Air musta’mal adalah air yang telah digunakan untuk mengangkat hadats (wudhu` untuk shalat atau mandi wajib) atau untuk qurbah. Maksudnya untuk wudhu` sunnah atau mandi sunnah. Sedangkan air yang di dalam wadah tidak menjadi musta’mal. Bagi mereka, air musta’mal ini hukumnya suci tapi tidak bisa mensucikan. Artinya air itu suci tidak najis, tapi tidak bisa digunakan lagi untuk wudhu` atau mandi.

b. Ulama Al-Malikiyah. Air musta’mal dalam pengertian mereka adalah air yang telah digunakan untuk mengangkat hadats baik wudhu` atau mandi. Dan tidak dibedakan apakah wudhu` atau mandi itu wajib atau sunnah. Juga yang telah digunakan untuk menghilangkan khabats (barang najis).

Dan sebagaimana Al-Hanafiyah, mereka pun mengatakan ‘bahwa yang musta’mal hanyalah air bekas wudhu atau mandi yang menetes dari tubuh seseorang. Namun yang membedakan adalah bahwa air musta’mal dalam pendapat mereka itu suci dan mensucikan.   Artinya, bisa dan sah digunakan digunakan lagi untuk berwudhu` atau mandi sunnah selama ada air yang lainnya meski dengan karahah (kurang disukai).

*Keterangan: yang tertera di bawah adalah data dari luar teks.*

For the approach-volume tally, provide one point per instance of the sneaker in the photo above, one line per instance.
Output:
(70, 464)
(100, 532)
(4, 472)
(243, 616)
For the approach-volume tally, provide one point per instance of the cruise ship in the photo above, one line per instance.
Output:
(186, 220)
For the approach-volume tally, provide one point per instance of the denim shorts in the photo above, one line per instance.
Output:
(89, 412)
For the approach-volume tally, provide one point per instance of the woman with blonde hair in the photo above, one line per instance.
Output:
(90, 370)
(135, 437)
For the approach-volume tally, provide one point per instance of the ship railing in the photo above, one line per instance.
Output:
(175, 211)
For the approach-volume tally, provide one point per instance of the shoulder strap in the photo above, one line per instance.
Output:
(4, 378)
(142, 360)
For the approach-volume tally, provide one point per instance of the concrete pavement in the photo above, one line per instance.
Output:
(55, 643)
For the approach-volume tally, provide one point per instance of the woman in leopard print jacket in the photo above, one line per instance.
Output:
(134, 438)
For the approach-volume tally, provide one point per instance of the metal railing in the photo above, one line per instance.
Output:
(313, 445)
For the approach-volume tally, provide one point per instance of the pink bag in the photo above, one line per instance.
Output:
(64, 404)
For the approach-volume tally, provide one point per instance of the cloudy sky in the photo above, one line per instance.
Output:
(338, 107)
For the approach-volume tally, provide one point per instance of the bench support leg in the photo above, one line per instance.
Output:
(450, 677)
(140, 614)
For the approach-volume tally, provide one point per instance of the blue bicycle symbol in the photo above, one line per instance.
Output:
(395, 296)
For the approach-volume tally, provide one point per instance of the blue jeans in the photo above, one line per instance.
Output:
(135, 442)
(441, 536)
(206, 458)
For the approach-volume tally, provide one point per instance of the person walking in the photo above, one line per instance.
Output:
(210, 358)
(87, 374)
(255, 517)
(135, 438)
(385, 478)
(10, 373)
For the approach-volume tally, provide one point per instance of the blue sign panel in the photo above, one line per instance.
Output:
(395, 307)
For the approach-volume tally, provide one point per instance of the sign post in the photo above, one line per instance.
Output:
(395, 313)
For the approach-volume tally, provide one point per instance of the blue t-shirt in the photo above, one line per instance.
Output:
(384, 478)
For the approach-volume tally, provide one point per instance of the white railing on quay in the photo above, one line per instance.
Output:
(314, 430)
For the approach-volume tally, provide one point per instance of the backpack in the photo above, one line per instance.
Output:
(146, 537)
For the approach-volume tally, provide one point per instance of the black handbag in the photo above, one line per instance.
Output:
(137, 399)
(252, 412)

c. Ulama Asy-Syafi`iyyah. Air musta’mal dalam pengertian mereka adalah air sedikit yang telah digunakan untuk mengangkat hadats dalam fardhu taharah dari hadats. Air itu menjadi musta’mal apabila jumlahnya sedikit yang diciduk dengan niat untuk wudhu` atau mandi meski untuk untuk mencuci tangan yang merupakan bagian dari sunnah wudhu`.
Namun bila niatnya hanya untuk menciduknya yang tidak berkaitan dengan wudhu`, maka belum lagi dianggap musta’mal. Termasuk dalam air musta’mal adalah air mandi baik mandinya orang yang masuk Islam atau mandinya mayit atau mandinya orang yang sembuh dari gila. Dan air itu baru dikatakan musta’mal kalau sudah lepas atau menetes dari tubuh.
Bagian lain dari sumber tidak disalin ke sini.